Türkiye’de ise kişisel verilerin korunmasına ilişkin 7 Nisan 2016 tarihli ve 29677 sayılı Resmî Gazete’de yayımlanan 6698 sayılı “Kişisel Verilerin Korunması Kanunu” ile yasal düzenleme yürürlüğe girmiştir. kanunun tasarı aşamasında iken istisnalar ve Kişisel Verilerin Korunması Kurumunun yapısı hakkındaki eleştirilerin yanında Genel Veri Koruma Tüzüğünde yer alan ve düzenlemesi elzem olan konular hakkındaki eleştiriler de göz ardı edilmiştir. 6698 sayılı Kanun, AB Veri Koruma Reformu kapsamında hazırlanan GDPR metninin Avrupa Parlamentosu’nda kabulünden 7 gün gibi çok kısa bir süre önce onaylanmış ve 25 Mayıs 2018 tarihinde yürürlüğe girmiştir. 6698 sayılı Kanun’un, güncel AB düzenlemesi olan GDPR daki düzenlemeleri değil, 95/46/AT sayılı Veri Koruma Direktifi’ni referans alması hatta Veri Koruma Direktifi’ nin çevirisi diyebileceğimiz durumda olması sebebiyle GDPR de yer alan bir çok konuda eksik ve kadük kalmıştır.
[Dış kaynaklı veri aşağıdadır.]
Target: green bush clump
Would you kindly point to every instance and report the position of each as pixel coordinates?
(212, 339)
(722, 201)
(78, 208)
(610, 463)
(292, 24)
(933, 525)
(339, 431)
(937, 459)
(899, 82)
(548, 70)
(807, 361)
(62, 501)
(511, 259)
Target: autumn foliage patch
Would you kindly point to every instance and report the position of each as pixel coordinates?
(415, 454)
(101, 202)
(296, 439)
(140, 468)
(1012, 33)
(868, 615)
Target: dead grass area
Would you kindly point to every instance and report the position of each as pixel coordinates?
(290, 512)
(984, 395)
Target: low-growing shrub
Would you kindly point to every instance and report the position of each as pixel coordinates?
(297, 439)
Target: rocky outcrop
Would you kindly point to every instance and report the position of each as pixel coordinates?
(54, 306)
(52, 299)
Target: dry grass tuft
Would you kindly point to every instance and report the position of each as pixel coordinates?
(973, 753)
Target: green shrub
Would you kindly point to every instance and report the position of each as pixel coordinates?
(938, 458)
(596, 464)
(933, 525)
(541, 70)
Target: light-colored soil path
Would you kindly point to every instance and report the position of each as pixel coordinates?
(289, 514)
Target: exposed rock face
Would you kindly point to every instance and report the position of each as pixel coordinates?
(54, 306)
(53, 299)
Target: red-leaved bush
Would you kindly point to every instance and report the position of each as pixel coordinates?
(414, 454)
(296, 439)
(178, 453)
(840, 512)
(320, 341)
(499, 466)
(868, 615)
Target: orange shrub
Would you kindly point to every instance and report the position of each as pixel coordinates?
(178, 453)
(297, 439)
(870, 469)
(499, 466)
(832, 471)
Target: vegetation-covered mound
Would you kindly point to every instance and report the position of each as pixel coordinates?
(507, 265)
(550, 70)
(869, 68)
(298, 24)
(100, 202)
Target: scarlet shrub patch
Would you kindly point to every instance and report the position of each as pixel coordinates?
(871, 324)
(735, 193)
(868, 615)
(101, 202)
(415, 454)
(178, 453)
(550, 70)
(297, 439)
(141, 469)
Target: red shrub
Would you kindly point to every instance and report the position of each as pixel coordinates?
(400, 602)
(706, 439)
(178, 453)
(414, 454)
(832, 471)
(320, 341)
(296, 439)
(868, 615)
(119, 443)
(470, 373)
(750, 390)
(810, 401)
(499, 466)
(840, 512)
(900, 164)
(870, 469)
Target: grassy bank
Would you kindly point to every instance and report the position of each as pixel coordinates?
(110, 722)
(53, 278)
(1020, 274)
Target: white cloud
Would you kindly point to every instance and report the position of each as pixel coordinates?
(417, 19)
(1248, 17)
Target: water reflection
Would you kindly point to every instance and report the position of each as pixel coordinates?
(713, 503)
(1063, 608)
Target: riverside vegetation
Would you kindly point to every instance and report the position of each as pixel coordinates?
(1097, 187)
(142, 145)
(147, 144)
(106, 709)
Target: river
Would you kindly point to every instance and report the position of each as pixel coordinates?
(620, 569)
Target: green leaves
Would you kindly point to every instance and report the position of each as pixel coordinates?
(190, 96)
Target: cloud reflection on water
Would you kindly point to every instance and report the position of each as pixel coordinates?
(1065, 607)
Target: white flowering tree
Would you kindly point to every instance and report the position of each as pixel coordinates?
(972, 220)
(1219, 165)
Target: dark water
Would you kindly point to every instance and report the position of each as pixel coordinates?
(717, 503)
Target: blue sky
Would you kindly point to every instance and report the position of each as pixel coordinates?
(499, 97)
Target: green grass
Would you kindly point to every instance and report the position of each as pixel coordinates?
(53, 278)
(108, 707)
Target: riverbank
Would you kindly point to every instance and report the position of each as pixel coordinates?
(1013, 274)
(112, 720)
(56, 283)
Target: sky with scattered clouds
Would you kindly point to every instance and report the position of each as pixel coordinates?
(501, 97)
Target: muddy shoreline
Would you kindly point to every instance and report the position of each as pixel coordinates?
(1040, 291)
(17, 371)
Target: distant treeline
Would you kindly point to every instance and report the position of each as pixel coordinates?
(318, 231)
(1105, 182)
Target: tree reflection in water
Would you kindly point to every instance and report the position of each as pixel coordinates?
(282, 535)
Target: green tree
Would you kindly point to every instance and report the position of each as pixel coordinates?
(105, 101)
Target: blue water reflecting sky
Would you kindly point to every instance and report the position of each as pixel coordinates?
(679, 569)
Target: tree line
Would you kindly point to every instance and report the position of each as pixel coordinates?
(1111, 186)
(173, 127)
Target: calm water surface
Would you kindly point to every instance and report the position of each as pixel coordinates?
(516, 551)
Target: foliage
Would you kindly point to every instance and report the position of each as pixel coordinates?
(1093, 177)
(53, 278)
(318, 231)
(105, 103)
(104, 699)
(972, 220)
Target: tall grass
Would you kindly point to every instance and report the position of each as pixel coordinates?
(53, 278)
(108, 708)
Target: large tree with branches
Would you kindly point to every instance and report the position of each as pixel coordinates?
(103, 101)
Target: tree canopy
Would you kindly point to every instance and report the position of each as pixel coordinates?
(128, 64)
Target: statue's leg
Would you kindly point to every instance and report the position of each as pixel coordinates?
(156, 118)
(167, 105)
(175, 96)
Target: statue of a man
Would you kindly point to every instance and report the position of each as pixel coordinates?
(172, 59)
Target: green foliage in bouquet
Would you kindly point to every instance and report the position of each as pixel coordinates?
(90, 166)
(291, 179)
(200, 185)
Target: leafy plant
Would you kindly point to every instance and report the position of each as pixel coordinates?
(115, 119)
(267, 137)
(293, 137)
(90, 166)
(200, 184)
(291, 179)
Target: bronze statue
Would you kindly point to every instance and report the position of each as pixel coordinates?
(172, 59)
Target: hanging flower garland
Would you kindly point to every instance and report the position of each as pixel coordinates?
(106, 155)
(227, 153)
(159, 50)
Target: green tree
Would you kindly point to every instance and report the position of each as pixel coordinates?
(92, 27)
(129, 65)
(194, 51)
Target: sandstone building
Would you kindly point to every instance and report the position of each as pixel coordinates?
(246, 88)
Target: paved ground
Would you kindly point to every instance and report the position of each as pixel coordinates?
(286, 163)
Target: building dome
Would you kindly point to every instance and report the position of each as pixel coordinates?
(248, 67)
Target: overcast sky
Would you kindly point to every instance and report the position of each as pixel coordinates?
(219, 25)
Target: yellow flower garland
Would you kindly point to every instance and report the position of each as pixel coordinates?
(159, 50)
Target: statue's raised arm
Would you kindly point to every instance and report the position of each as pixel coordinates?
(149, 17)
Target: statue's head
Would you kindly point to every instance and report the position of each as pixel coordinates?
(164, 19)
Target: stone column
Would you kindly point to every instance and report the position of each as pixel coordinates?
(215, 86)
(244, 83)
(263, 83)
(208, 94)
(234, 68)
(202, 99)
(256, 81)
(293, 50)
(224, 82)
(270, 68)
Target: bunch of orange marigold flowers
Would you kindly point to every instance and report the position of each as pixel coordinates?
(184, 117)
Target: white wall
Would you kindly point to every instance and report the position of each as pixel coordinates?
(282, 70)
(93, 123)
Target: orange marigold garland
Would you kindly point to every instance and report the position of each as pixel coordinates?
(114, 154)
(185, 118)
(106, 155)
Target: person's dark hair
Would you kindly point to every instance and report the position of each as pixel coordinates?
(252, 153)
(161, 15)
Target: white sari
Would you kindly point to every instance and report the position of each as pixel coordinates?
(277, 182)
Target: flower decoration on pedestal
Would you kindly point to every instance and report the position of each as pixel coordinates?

AB GENEL VERİ KORUMA TÜZÜĞÜ-GDPR’NİN GETİRMİŞ OLDUĞU YENİLİKLER VE DÜZENLEMELER

AB Genel Veri Koruma Tüzüğü (General Data Protection Regulation–GDPR) Avrupa’ daki pek çok sivil toplum kuruluşunun yaratmış olduğu kamu oyu baskıları ile kişisel verilerin korunmasına ilişkin ve dijital hayata ilişkin pek çok yeni düzenlemeler içermektedir. Bunlar:

  • Kişisel Veri Tanımı

95/46 sayılı Direktif’teki kişisel veri tanımına göre, GDPR daha açıklayıcı ve kapsamlı bir tanım getirilmeye çalışılmıştır. GDPR da kişisel veri: “tanımlanmış bir gerçek kişi özellikle bir isim, kimlik numarası, konum verileri, çevrim içi tanımlayıcı ya da söz konusu gerçek kişinin fiziksel, fizyolojik, genetik, ruhsal, ekonomik, kültürel veya toplumsal kimliğine özgü bir ya da daha fazla sayıdaki” veri olarak kabul edilmiştir. Görüldüğü gibi konum verileri, çevirim içi tanımlayıcı gibi veri sahibinin ortaya çıkarılmasını sağlayacak her türlü veri kişisel veri olarak kabul edilmiştir.

  • Profil Çıkarma

GDPR da 95/46 sayılı Direktif’te bulunmayan yeni bir tanımlama olarak profil çıkarma dikkati çekmektedir.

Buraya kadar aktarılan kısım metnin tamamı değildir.